Repetindo promessas de campanha, medidas de política externa não surgem como surpresa
De acordo com o texto que teria sido apresentado em reunião ministerial, as propostas feitas pelo ministro Ernesto Araújo para os primeiros cem dias do governo Bolsonaro foram:
1) Visita do presidente Bolsonaro aos EUA e lançamento das bases de Acordo de Parceria Brasil-EUA ou instrumento similar, que incluirá o lançamento de um acordo comercial, bem como entendimentos em segurança, tecnologia e defesa;
2) visita do presidente Bolsonaro a Israel, com a criação de parcerias em segurança, tecnologia e defesa;
3) início do processo e revisão do Mercosul para aperfeiçoamento de instrumentos favoráveis ao setor produtivo, redução tarifária e dinamização da agenda externa;
4) retorno ao modelo de passaporte com o Brasão da República;
5) implementar a isenção unilateral de vistos para cidadãos norte-americanos e canadenses;
6) realização de auditorias nas embaixadas brasileiras que possam ter sido instrumentos de desvios durante os governos do PT.

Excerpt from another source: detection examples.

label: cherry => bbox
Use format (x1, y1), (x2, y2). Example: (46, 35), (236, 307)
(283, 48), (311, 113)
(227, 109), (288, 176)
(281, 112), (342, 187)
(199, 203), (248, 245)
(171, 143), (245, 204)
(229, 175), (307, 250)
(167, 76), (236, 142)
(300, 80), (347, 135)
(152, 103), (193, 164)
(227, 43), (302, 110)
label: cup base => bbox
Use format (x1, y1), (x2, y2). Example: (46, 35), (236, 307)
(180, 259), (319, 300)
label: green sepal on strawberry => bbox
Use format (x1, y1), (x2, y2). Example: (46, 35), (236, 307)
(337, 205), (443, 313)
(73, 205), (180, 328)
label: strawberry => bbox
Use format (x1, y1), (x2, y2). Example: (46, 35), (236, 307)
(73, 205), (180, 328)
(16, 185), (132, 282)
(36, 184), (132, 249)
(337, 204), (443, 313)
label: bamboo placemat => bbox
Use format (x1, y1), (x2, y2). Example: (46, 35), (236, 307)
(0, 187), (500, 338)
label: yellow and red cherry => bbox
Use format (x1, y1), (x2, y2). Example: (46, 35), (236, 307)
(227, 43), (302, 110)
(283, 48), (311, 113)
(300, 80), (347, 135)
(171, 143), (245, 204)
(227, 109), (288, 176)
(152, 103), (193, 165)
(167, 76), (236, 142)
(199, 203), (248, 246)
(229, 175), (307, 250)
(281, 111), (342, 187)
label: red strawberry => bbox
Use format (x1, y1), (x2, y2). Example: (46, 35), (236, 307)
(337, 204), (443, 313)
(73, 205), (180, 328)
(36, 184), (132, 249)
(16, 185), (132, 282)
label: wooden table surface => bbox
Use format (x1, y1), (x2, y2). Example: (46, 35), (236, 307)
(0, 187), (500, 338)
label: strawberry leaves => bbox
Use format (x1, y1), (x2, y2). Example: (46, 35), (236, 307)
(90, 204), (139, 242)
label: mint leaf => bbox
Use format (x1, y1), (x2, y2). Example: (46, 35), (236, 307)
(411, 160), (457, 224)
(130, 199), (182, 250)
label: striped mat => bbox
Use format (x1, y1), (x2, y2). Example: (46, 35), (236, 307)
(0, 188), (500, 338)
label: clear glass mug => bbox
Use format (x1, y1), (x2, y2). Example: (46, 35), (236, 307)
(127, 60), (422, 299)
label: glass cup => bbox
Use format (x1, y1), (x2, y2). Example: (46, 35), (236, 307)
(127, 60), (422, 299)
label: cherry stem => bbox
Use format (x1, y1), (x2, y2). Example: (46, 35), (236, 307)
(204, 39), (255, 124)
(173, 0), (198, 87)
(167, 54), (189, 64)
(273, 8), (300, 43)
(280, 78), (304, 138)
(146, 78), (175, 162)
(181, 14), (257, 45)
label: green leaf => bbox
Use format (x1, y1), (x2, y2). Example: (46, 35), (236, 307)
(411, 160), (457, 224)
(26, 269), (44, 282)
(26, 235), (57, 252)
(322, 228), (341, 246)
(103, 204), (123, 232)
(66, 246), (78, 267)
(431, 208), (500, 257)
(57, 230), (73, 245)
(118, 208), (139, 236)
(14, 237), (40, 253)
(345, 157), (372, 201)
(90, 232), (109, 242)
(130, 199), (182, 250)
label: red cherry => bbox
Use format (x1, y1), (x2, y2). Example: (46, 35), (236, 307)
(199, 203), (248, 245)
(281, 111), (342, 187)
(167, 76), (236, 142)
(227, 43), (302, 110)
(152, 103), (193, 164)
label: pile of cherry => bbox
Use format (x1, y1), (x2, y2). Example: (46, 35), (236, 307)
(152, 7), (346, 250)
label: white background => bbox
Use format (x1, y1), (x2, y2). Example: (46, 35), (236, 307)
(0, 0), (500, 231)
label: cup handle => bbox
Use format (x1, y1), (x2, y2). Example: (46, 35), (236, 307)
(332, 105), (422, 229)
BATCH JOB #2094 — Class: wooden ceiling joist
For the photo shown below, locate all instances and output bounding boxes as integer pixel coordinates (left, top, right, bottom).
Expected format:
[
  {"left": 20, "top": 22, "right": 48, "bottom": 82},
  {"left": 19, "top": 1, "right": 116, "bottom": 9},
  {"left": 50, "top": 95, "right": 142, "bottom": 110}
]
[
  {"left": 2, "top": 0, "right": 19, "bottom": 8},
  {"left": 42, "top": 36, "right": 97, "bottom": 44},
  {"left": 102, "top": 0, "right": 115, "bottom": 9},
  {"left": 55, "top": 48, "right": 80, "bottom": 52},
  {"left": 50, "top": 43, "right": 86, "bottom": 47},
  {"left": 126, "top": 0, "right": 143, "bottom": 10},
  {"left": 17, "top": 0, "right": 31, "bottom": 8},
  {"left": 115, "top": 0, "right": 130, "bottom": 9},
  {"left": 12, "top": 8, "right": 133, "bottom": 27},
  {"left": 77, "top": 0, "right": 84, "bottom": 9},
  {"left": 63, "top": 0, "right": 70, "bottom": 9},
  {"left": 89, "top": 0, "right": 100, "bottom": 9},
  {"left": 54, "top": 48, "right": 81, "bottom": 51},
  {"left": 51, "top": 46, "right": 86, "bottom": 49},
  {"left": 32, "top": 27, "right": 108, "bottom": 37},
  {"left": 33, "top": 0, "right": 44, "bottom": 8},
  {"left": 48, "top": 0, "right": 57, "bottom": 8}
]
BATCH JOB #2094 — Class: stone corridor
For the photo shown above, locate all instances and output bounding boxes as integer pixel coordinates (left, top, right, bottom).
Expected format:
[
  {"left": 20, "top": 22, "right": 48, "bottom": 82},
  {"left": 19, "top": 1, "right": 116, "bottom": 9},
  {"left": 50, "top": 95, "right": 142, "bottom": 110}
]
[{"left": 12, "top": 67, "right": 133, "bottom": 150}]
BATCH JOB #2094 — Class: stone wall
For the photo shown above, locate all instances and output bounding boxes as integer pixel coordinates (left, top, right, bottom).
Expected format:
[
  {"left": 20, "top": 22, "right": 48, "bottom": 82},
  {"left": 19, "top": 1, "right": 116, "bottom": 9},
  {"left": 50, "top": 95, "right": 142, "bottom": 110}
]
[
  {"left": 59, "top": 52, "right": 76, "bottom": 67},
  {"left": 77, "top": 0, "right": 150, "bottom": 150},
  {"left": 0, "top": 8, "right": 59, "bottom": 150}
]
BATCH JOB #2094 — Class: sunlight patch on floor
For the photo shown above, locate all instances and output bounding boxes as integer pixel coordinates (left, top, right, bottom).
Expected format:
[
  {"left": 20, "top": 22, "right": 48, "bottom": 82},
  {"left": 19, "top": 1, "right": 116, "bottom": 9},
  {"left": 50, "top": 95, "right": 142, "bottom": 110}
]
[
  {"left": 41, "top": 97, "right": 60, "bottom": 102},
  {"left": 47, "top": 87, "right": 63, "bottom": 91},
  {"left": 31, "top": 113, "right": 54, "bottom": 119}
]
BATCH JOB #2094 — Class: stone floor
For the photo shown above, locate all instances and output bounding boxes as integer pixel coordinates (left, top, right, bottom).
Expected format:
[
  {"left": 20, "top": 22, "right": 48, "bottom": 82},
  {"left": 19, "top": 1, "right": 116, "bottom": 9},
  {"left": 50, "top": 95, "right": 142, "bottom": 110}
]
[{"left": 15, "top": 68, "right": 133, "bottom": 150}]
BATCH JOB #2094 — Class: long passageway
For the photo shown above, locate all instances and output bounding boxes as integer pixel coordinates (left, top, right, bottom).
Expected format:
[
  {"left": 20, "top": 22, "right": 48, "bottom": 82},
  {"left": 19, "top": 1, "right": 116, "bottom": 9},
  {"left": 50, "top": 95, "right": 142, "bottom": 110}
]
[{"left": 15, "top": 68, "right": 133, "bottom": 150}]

Repetindo promessas de campanha e declarações depois das eleições, as medidas não surgem como uma surpresa. São prioridades genéricas que precisam ser trabalhadas para que se transformem em diretrizes para a ação diplomática.
A aproximação com os EUA pode ser um elemento muito positivo para o Brasil, caso siga uma agenda clara de defesa de nossos interesses. Espera-se que na viagem presidencial os temas do ingresso do Brasil na OCDE, o Acordo de Salvaguarda Tecnológica, que permitirá a utilização comercial do Centro de Lançamentos de Satélites de Alcântara, e o de bitributação sejam tratados positivamente e aprovados pelo governo de Washington. Alinhamento automático, base militar americana no Brasil, associação à Otan não são de nosso interesse.
Quanto às bases de acordo comercial bilateral, ainda não está clara qual a diretriz do governo brasileiro: flexibilizar as regras do Mercosul para permitir uma negociação bilateral? Os EUA certamente proporão que eventual negociação terá como modelo o acordo com o México e o Canadá. Estará o Brasil preparado para aceitar as condições impostas a esses países, não só quanto ao acesso ao mercado agrícola, mas também às regras (propriedade intelectual, investimento)?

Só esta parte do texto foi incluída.